This repository contains datasets and source code for the AACL-IJCNLP, 2022 paper Dynamic Context Extraction for Citation Classification.
transformers==4.5.1
BACKGROUND - 0
COMPARES_CONTRASTS - 1
EXTENSION - 2
FUTURE - 3
MOTIVATION - 4
USES - 5
python src/dynamic_context/fixed_context_extraction.py --data_set {sdp_act/acl_arc} --train_size {3000/1647}
python src/dynamic_context/dynamic_context_extraction.py --data_set {sdp_act/acl_arc} --train_size {3000/1647} --context_type {non_contiguous/contiguous} --exp_type {exp1/2/3/4}
exp's represents the different combinations of the citing/cited embeddings, determined using SPECTER/SciNCL.
exp1 - (cited title, cited abstract) ; (citing title, sent_i)
exp2 - (cited title); (sent_i)
exp3 - (cited title, cited abstarct) ; (sent_i)
exp4 - (cited title, cited abstract) ; (cited title, sent_i)

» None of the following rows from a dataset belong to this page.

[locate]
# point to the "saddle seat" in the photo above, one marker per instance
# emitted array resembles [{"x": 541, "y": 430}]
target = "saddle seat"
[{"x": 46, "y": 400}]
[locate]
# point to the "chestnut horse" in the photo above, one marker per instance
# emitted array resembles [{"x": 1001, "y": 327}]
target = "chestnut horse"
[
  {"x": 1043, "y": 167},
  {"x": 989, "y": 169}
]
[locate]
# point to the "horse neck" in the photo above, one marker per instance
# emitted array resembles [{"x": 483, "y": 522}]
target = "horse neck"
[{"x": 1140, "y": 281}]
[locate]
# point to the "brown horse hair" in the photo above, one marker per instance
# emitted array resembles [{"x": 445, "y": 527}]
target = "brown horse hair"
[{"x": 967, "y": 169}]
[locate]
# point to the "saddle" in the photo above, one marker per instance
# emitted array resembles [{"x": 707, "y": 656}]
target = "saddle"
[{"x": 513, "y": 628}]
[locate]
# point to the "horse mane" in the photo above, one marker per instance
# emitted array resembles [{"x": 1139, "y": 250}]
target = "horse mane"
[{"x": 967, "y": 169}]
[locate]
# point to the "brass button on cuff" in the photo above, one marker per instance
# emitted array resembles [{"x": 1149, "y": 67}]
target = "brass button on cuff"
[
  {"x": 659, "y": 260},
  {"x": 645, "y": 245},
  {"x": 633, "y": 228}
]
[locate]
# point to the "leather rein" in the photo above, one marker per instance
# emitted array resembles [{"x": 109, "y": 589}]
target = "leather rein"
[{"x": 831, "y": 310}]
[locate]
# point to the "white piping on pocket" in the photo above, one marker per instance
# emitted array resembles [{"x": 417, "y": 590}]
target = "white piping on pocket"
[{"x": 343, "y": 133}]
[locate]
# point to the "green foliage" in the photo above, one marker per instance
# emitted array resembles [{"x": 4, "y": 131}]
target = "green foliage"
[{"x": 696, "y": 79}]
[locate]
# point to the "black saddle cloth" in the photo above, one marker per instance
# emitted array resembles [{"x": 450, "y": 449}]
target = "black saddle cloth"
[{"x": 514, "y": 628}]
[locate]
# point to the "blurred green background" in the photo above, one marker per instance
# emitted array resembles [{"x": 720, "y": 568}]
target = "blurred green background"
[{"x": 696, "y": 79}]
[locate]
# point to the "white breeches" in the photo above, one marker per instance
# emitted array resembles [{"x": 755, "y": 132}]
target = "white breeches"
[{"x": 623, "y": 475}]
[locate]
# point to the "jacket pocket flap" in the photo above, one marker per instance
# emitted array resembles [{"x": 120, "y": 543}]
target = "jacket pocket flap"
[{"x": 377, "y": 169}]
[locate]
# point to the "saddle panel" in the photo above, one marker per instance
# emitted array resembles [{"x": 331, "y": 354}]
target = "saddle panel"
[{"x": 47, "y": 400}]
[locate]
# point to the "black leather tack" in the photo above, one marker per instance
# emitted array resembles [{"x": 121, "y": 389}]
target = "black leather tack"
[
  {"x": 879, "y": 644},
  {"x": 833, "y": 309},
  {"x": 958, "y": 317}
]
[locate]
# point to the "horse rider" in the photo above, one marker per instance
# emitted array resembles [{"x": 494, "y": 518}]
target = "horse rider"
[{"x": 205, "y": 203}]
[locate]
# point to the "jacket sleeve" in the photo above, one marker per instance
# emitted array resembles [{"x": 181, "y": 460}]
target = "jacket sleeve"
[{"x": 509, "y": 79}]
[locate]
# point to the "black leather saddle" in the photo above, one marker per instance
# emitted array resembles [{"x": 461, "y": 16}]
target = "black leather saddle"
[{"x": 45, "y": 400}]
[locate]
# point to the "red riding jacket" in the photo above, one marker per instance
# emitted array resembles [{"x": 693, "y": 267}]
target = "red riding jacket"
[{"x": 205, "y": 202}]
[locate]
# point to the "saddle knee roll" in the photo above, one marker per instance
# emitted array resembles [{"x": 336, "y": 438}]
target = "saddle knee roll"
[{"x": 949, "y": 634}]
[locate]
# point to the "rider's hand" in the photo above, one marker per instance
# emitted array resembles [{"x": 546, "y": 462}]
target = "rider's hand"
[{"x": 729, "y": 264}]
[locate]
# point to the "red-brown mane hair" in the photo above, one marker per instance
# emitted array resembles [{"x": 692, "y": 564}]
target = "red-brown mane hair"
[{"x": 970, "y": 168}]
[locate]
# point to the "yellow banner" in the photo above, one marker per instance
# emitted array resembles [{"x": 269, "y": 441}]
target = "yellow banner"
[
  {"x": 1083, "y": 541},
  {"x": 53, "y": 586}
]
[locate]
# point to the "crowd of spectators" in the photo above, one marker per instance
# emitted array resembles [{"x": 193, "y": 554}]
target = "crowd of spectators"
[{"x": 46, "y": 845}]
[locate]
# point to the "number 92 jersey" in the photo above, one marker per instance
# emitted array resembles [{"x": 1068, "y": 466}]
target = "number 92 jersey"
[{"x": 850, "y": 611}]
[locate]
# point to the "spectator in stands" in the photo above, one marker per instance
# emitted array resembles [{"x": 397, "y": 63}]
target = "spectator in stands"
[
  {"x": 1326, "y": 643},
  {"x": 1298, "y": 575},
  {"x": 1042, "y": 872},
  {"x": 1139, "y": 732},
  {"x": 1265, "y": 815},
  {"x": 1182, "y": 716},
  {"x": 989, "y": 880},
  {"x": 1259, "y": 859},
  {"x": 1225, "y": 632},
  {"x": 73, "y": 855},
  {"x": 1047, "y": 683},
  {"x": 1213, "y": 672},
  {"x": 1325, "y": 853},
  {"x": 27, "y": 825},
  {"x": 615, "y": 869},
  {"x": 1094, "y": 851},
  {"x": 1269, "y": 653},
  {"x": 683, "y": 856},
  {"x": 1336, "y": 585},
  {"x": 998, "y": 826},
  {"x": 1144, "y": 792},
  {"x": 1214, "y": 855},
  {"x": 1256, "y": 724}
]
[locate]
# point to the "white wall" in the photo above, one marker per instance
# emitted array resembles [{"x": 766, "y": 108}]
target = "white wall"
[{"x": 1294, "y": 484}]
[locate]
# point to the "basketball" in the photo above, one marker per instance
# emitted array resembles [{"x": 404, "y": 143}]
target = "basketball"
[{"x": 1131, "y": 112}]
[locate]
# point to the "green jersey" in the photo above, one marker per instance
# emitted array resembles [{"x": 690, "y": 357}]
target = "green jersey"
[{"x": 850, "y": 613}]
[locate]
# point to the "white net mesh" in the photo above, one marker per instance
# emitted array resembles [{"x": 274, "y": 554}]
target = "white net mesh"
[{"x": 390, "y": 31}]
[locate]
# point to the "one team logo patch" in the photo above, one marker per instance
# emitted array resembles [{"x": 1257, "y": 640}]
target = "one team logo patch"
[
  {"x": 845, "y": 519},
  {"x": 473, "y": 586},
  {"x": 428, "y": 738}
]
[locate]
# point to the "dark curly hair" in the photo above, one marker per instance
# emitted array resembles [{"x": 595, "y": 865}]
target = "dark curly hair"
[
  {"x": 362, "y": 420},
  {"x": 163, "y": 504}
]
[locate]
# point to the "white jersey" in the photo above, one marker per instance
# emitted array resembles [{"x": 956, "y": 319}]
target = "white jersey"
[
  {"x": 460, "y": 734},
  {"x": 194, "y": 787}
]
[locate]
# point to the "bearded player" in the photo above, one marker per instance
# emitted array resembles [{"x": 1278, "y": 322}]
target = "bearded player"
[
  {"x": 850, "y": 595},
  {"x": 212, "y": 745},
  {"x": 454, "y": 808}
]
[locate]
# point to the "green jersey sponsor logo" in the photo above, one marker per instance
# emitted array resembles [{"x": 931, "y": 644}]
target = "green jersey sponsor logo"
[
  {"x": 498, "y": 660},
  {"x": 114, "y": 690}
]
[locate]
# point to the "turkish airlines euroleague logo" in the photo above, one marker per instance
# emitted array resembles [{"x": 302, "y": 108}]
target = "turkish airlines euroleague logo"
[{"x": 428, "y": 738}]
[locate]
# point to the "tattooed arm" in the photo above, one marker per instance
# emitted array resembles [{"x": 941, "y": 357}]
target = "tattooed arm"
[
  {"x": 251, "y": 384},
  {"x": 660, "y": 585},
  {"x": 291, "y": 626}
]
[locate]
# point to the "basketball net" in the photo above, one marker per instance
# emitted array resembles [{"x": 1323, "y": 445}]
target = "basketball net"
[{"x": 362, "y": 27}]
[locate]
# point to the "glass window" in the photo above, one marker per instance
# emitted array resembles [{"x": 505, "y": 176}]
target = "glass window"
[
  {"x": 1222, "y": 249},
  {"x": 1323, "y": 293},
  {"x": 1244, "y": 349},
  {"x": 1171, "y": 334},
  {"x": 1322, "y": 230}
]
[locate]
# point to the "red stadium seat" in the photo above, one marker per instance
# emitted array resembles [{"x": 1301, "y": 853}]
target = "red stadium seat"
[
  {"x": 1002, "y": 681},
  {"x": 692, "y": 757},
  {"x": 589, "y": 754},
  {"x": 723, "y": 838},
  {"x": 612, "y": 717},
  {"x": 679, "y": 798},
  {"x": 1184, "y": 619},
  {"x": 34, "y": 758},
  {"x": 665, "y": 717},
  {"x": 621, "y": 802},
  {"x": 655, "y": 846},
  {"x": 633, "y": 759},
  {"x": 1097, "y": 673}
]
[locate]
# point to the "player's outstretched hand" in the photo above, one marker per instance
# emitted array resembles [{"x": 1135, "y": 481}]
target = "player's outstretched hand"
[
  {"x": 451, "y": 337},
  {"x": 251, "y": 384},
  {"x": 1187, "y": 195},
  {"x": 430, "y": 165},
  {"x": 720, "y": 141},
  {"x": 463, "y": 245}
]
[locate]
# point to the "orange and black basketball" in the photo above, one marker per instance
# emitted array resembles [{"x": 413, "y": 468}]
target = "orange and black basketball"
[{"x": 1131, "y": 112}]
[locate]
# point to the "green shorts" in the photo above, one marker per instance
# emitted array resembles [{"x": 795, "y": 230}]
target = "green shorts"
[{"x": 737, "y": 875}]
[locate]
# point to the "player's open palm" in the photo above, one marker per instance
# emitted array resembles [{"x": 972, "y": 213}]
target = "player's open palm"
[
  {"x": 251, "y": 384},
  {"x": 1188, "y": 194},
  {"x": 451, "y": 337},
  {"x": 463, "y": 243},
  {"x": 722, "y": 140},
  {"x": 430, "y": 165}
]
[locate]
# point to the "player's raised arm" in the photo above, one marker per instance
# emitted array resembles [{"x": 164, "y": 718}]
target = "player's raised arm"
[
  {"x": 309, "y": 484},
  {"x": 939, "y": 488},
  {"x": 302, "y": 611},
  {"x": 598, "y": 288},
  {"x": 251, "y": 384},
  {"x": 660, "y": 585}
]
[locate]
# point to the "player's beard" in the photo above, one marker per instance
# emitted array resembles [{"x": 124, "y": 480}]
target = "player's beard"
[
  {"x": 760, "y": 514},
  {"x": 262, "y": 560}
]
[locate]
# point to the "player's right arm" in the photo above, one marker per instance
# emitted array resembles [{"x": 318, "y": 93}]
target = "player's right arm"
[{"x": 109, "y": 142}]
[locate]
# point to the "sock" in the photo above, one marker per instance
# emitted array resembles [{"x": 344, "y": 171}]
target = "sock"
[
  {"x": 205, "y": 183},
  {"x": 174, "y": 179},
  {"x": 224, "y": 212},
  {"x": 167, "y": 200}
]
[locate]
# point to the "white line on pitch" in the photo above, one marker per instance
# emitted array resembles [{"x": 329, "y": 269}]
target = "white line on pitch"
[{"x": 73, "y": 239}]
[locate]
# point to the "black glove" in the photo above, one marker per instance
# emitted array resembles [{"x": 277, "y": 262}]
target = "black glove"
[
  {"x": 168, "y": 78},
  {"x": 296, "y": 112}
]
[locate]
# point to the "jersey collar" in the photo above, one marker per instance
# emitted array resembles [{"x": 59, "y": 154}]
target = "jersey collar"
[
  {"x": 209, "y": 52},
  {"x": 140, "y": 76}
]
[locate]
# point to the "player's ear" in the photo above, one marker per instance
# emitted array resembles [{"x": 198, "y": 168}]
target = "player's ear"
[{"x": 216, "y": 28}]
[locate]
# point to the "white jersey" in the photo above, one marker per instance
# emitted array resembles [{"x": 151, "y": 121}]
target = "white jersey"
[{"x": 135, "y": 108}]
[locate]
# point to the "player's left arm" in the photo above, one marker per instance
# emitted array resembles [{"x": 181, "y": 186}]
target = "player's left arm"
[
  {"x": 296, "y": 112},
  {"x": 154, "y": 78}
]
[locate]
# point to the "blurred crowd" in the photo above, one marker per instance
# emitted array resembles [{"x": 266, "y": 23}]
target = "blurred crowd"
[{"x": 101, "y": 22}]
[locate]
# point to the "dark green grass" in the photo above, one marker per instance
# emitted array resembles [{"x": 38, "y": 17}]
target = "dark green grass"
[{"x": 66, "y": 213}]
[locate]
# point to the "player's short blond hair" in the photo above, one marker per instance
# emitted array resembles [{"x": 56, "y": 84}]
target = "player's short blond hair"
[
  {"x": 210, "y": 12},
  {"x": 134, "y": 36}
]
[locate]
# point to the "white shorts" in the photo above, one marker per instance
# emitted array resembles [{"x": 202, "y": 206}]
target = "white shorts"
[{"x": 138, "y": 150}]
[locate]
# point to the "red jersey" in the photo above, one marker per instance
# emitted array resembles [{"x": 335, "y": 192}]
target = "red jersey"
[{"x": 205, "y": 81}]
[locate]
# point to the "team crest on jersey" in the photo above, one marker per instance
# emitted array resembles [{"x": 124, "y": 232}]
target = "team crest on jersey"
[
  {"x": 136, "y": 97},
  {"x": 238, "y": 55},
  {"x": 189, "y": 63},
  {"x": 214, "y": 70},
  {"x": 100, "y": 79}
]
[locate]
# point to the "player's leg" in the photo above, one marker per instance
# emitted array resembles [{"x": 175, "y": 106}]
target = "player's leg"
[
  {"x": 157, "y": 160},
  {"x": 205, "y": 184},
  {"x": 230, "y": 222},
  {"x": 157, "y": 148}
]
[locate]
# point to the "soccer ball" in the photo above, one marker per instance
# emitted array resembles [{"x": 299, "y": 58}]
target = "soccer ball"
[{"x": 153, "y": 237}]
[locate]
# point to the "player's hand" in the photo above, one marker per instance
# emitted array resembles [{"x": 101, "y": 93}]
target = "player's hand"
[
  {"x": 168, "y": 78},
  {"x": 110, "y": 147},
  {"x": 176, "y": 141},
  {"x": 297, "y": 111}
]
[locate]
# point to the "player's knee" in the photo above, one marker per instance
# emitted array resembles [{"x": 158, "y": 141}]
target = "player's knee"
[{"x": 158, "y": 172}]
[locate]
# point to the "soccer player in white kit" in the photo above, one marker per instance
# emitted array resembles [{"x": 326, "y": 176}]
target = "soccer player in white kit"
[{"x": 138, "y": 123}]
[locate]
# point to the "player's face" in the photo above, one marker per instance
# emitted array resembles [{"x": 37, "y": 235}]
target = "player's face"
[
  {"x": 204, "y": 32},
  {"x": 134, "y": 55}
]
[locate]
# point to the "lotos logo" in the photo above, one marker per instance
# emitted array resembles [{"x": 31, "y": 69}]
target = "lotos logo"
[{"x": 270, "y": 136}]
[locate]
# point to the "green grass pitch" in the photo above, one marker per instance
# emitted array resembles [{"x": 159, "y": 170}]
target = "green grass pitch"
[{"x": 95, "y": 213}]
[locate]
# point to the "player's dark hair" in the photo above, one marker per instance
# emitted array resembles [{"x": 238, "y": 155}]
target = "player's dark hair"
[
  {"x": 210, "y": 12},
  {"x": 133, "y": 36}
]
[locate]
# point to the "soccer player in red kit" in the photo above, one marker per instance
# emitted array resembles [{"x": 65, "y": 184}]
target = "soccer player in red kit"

The path to the models (SPECTER and SciNCL) are defined in
src/dynamic_context/__init__.py
python src/citation_classification.py \
--data_dir data/non_contiguous_sdp_act \
--output_dir output/context_prev \
--context_window context_prev \
--task_name citation_function \
--model_name_or_path allenai/scibert_scivocab_uncased \
--do_train \
--num_train_epochs 5
--data_dir - path to the generated dynamic or fixed context.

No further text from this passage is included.